For detailed test cases including AWS debugging, and execution steps see: **[docs](./docs/tests_plan.md)**.
And for tests results checkout: **[tests](./docs/test_results.md)**

## 5.1. 📌 Workflow Video
Snapflow's video walkthrough: [Snapflow Demo](https://youtu.be/3HeIIqWb8tU)

Here's a more polished and professional version of your **Future Enhancements** section:

---

## **6. Future Enhancements** *(Planned for Next Iteration)*

- **Customer Dashboard for Order Tracking** – Implement a frontend dashboard where customers can track their photo processing status in real time.
- **SQS Retry Logic for Failures** – Introduce an automatic retry mechanism to handle message failures and improve system resilience.
- **DynamoDB Update Rollback** – Implement a rollback mechanism to prevent cases where an image is printed but not correctly marked in the database.
- **DynamoDB Streams Instead of SQS for Order Processing (Maybe)** – Replace SQS with DynamoDB Streams to trigger Lambda functions **only on new orders** (not on every update), reducing costs by leveraging DynamoDB’s built-in event system.
- **ECS Fargate for Image Resizing** – Offload intensive image resizing from the Go/Fiber backend to **ECS Fargate**. The backend will enqueue jobs to **SQS**, and Fargate workers will handle them asynchronously, improving scalability. With this, the backend only has to do two things: generate presignedURL and uploadToS3.
- **Optimizing SNS & SES for Notifications** – Since Sprint Print customers wait on-site for their photos, an initial confirmation email is not needed. Instead, SES will send a single confirmation email **only after printing is complete**, streamlining the workflow.

---

## **7. Conclusion**
SnapFlow is a cloud-native Sprint Print system designed to streamline the photo printing process.
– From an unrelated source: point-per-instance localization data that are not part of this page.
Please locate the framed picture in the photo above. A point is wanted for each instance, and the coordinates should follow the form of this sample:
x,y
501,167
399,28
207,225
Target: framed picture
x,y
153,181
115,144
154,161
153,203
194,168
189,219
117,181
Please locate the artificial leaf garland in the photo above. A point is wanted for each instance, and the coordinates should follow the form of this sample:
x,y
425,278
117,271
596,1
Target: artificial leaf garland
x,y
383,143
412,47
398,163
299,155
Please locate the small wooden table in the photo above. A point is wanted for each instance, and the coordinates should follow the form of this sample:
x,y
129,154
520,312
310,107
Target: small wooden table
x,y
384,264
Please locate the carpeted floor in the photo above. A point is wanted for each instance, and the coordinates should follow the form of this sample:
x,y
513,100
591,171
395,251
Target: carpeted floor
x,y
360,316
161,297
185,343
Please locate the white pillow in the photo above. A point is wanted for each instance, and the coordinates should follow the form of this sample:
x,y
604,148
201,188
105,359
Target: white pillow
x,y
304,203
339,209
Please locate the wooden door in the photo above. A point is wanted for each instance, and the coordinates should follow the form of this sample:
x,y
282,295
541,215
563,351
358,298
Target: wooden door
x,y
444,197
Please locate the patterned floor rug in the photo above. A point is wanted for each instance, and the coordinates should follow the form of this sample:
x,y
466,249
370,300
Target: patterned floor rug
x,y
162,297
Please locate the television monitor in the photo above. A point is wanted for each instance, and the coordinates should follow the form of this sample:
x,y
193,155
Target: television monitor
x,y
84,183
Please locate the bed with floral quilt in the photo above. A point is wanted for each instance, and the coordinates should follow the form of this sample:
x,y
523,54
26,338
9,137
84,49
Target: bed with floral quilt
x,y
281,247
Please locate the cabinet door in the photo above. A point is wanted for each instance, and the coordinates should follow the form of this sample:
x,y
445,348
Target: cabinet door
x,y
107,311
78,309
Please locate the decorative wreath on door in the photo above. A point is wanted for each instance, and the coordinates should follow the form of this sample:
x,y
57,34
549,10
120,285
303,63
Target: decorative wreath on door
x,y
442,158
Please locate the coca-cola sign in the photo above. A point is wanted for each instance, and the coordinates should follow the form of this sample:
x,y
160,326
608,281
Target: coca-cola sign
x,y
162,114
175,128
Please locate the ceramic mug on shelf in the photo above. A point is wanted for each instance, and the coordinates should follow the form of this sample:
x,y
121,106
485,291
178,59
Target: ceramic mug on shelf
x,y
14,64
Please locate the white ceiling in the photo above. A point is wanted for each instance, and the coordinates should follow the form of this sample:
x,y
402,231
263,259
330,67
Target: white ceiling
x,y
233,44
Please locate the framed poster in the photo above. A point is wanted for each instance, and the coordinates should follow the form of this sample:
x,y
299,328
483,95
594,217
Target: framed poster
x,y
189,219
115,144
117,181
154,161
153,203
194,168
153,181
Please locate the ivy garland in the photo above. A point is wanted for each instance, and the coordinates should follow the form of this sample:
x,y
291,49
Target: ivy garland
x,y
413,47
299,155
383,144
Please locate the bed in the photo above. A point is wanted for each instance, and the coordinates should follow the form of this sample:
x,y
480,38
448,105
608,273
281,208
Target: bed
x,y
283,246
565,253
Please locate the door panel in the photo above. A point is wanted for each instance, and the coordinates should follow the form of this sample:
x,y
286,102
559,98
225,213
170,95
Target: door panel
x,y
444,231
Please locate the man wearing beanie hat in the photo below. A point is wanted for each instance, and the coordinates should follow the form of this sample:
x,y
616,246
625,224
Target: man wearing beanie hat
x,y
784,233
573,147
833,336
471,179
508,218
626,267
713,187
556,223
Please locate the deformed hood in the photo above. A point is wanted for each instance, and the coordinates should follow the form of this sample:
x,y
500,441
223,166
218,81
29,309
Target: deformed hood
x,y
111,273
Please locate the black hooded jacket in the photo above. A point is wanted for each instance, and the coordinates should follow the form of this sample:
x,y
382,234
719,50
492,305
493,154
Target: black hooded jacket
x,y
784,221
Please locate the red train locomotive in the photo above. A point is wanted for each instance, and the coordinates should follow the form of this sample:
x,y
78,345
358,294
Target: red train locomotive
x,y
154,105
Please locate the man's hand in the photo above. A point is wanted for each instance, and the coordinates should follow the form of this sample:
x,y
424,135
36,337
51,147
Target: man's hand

It allows customers to upload photos, which are then processed and prepared for printing using a scalable and event-driven architecture.

The system leverages **AWS services** for efficiency and automation:
- **S3** for secure photo storage
- **DynamoDB** for managing metadata
- **SQS** to handle job queues
- **Lambda** to process and simulate printing
- **SNS & SES** for automated notifications

SnapFlow was built to replicate the end-to-end workflow of my previous role, covering everything from **photo submission, processing, and optimization** to **final printing and customer notifications**. This project demonstrates expertise in **cloud infrastructure, automation, and scalable system design** while optimizing for **cost, performance, and reliability**.